You will notice that Decimal(.1) and my D(.1) work against PI differently... in fact, Decimal(.1) decimates PI.... <sorry for the PUN>
The reason is that Decimal(.1) stores the erroneous float in the Decimal object including the float error for .1 and D(.1) works correctly because the D(.1) function in my dmath.py first converts the .1 to a string value before handing it to Decimal's constructor(s)

What Oscar tried to make clear is that Decimal(.1) does not store an "erroneous" float in the Decimal object, but an "honest" one.
Maybe this becomes clearer with calculations instead of literal values:
0.1

now try:
D(1000000000000000055511151231257827021181583404541015625/10**55)
vs
Decimal(1000000000000000055511151231257827021181583404541015625/10**55)
for an example that it is not better, in general, to go through the str()-mediated rounding you are doing.

Of course, if the user *intended* that float(.1) to mean exactly 0.1 then your D class does a good job at guessing, but only then.
The Decimal class, on the other hand, leaves the choice to the user as you are illustrating perfectly in your own example below:
Now, try this experiment: again from IDLE and dmath.py

Decimal('0.31415926535897932384626433832795')

see? Decimal(.1) gives the exact representation of the float, but Decimal('..1') is the way to get your D()'s default behavior.

You see? All of my functions make certain that when the Decimal objectsare created that the string constructor gets called.... so that, in thiscase, .1 really is 0.1 precisely, not floating format.

Yes, just that this is almost never what your users will want to happen ...
The Decimal constructor is really well designed, so stick to it !

Best,
Wolfgang
 
O

Oscar Benjamin

hi Oscar, well, that's not what I'm doing with my D()... I'm not just making D() mimic Decimal... look inside it... there's a str() call.... consider the following experiment and you'll see what I'm talking about...

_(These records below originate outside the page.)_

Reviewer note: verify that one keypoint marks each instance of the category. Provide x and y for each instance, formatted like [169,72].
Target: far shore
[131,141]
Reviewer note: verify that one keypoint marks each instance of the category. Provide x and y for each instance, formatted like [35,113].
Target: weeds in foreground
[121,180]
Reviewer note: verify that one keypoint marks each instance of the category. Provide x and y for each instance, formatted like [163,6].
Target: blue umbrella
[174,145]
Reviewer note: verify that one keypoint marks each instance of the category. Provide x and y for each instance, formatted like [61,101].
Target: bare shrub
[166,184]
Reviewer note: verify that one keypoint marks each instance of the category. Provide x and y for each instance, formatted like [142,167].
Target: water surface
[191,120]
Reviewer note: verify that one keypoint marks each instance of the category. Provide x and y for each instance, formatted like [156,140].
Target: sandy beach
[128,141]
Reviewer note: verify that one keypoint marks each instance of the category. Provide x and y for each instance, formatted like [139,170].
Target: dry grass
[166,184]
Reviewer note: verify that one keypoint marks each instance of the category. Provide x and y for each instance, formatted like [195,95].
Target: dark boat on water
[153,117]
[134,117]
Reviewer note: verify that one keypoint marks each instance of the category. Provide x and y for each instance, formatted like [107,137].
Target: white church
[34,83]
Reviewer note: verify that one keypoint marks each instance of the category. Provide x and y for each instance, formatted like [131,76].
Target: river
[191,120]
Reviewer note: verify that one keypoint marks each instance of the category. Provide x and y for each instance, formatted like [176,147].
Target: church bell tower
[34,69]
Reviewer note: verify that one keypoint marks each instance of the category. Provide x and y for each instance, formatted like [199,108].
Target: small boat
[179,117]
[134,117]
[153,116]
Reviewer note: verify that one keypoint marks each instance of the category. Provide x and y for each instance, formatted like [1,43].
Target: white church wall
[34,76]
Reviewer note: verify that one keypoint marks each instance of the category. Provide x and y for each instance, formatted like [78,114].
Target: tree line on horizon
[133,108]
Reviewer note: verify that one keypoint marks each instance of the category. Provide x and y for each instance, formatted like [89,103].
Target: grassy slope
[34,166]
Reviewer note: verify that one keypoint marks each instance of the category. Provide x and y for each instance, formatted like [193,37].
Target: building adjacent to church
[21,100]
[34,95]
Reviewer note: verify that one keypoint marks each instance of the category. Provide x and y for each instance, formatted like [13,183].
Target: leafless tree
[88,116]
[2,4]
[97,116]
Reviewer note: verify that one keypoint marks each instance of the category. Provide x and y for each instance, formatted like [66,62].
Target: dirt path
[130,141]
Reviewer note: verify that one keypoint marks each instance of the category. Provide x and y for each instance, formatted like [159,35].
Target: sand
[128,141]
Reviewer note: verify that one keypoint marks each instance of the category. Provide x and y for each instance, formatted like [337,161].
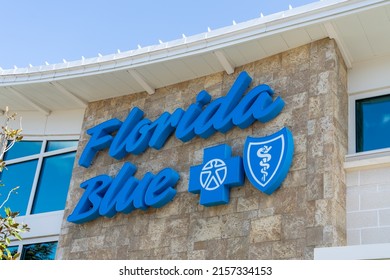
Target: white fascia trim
[40,108]
[317,12]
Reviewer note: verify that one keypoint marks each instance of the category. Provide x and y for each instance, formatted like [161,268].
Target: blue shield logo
[268,159]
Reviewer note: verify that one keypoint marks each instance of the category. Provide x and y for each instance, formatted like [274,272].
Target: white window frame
[352,119]
[44,227]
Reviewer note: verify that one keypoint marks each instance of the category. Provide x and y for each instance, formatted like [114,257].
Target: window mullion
[36,178]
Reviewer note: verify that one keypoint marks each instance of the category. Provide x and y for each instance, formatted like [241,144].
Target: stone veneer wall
[307,211]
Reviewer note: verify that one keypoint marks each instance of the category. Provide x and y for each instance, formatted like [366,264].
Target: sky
[39,31]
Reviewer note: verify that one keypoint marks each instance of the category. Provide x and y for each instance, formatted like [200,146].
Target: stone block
[266,229]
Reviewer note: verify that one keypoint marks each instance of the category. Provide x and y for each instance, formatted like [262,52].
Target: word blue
[105,196]
[136,133]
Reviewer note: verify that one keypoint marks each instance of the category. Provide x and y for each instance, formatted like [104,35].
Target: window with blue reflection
[53,183]
[22,175]
[22,149]
[373,123]
[39,251]
[57,145]
[13,250]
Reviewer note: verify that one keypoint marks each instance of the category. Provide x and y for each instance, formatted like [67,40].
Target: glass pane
[373,123]
[22,175]
[13,250]
[57,145]
[22,149]
[53,183]
[39,251]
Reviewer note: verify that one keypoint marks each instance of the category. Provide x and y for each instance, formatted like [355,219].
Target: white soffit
[361,29]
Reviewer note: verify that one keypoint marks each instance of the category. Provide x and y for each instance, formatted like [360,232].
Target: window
[372,123]
[42,169]
[39,251]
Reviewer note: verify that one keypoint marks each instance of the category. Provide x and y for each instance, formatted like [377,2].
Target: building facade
[328,62]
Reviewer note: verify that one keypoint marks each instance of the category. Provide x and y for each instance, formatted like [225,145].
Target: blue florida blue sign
[216,175]
[106,196]
[268,159]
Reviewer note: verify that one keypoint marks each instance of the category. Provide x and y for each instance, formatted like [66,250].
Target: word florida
[203,118]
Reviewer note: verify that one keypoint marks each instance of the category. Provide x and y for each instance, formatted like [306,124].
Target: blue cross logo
[218,173]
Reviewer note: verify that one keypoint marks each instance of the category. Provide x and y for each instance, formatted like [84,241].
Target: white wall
[66,122]
[368,174]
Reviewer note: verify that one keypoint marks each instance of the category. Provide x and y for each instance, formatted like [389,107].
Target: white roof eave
[201,43]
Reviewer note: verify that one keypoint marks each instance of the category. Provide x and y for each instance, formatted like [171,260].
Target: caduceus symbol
[265,157]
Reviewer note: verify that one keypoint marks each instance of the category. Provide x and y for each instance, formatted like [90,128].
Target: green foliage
[9,228]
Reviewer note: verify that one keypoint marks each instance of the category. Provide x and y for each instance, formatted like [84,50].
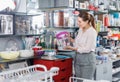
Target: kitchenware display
[39,52]
[12,45]
[49,39]
[26,53]
[9,54]
[29,74]
[50,52]
[62,40]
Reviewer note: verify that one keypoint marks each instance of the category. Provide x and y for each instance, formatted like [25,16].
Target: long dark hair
[87,17]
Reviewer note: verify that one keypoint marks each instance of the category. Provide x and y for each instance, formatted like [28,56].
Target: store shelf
[104,33]
[113,26]
[116,70]
[100,12]
[18,59]
[113,11]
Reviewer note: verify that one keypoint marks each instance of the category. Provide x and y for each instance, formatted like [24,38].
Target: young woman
[84,45]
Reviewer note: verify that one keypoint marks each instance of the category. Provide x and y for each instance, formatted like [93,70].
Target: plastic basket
[29,74]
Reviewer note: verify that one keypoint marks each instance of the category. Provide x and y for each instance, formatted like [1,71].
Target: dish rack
[76,79]
[29,74]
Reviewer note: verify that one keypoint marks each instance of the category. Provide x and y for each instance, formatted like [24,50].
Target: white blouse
[86,41]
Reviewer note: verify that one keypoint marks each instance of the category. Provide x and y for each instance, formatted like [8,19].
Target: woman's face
[81,23]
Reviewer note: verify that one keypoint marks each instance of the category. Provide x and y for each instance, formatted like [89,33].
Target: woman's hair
[87,17]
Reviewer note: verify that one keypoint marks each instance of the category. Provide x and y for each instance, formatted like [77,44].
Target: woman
[84,45]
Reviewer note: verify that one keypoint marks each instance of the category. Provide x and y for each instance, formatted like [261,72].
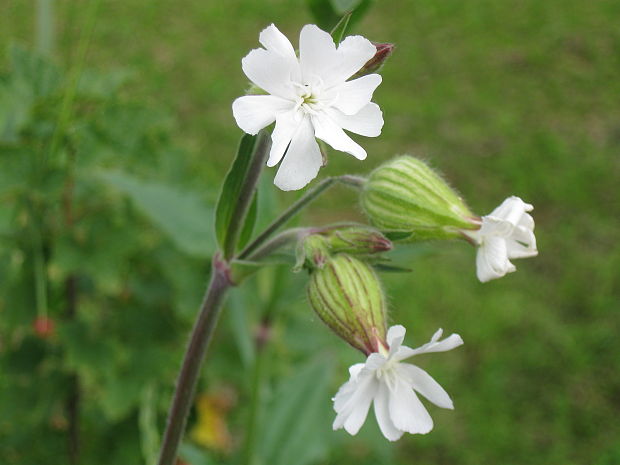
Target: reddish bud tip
[384,50]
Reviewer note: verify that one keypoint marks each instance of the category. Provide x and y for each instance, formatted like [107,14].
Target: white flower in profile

I understood what your code is doing but I'm not sure if you do.
Calling str on a float performs an inexact binary to decimal
conversion. Calling Decimal on a float performs an exact binary to
decimal conversion. Your reasoning essentially assumes that every
float should be interpreted as an approximate representation for a
nearby decimal value. This is probably true if the user wrote "a =
0.1" but is generally not true in the kind of numeric code that is
likely to be using the transcendental functions defined in your dmath
module.

Calling Decimal(str(float)) introduces entirely avoidable inaccuracy
in your code when the primary purpose of your code as accuracy!